- Innovation in electric vehicles (EV), autonomous driving and new mobility services, boosting R&D spending, capex, M&A and partnerships
- Public subsidies for EV and regulatory requirements in top markets, notably China
- Downturn in US car sales and rapid decline of diesel in Europe
- Supply chain strategies in response to the outcome of NAFTA renegotiation and to Brexit uncertainties
Solid perspectives in sales, with faster and challenging market’s transition to EV
The Automotive market is on course to cross the 100 million units’ threshold in 2019. In 2018, global sales in new vehicles should exceed 98 million, posting a +2.5% increase. Positive forecasts in private consumption and corporate investment, fueled by rising incomes and still low interest rates, will support new registrations in passengers’ cars (74% of the total) and commercial vehicles (26%) in the majority of countries.
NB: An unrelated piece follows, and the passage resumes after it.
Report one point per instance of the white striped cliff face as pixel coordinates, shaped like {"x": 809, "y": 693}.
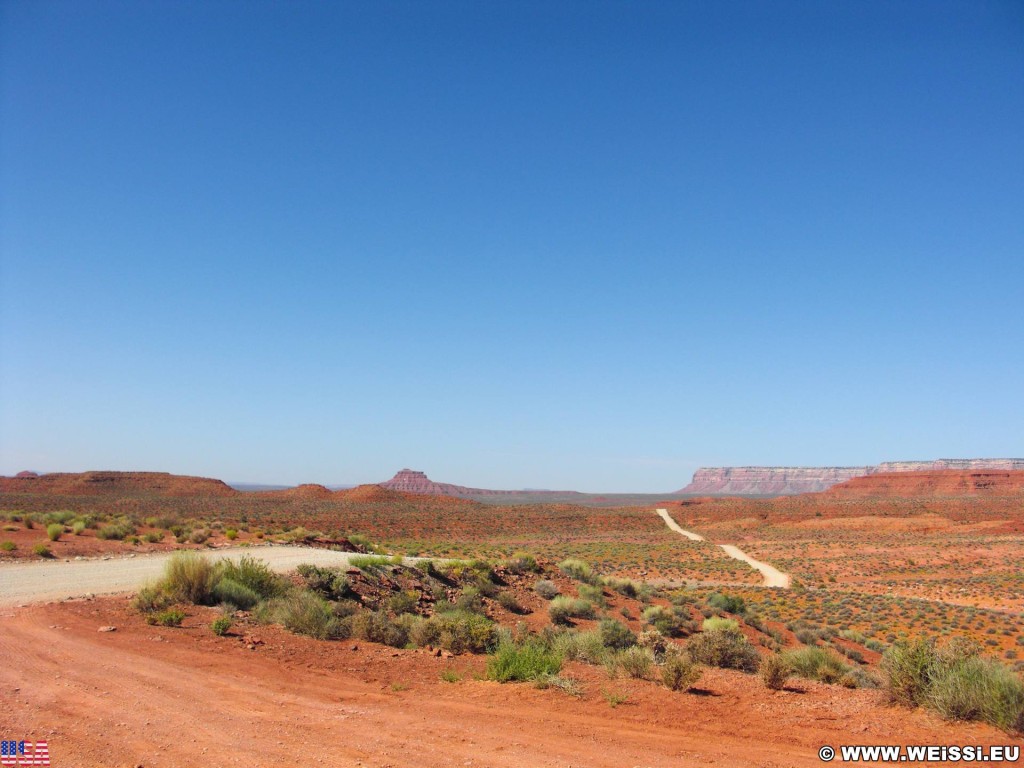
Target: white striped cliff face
{"x": 791, "y": 480}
Yet, the automotive industries face challenging times. One issue is their ability to cope with the uneven tempo of markets. We expect a continued growth in China (+3% to almost 30mn units) and most of the European Union (+2%), a recovery in Russia (+5%) and Brazil (+3.5%), a stabilization in Japan and South Korea, but also two major exceptions: the U.S (-2% to 17mn units) and the UK (-6%). The second challenge is to manage market’s transition, notably to EV and connected cars, while keeping on meeting each market demand and the diversity of regulatory frameworks. New models are crucial to stay competitive, from low costs to premium cars and all kinds of EV; the latter will keep on a double digit trajectory with 1.7mn registrations in 2018 and a fleet of 5mn cars (compare to a total of 1.4bn vehicles in use worldwide). At the same time, emission requirements are intensifying, increasing the costs of cars and the pressure on manufacturers, notably in China where the draconian new rule coming into force in 2019 is undoubtedly already a game changer for car makers.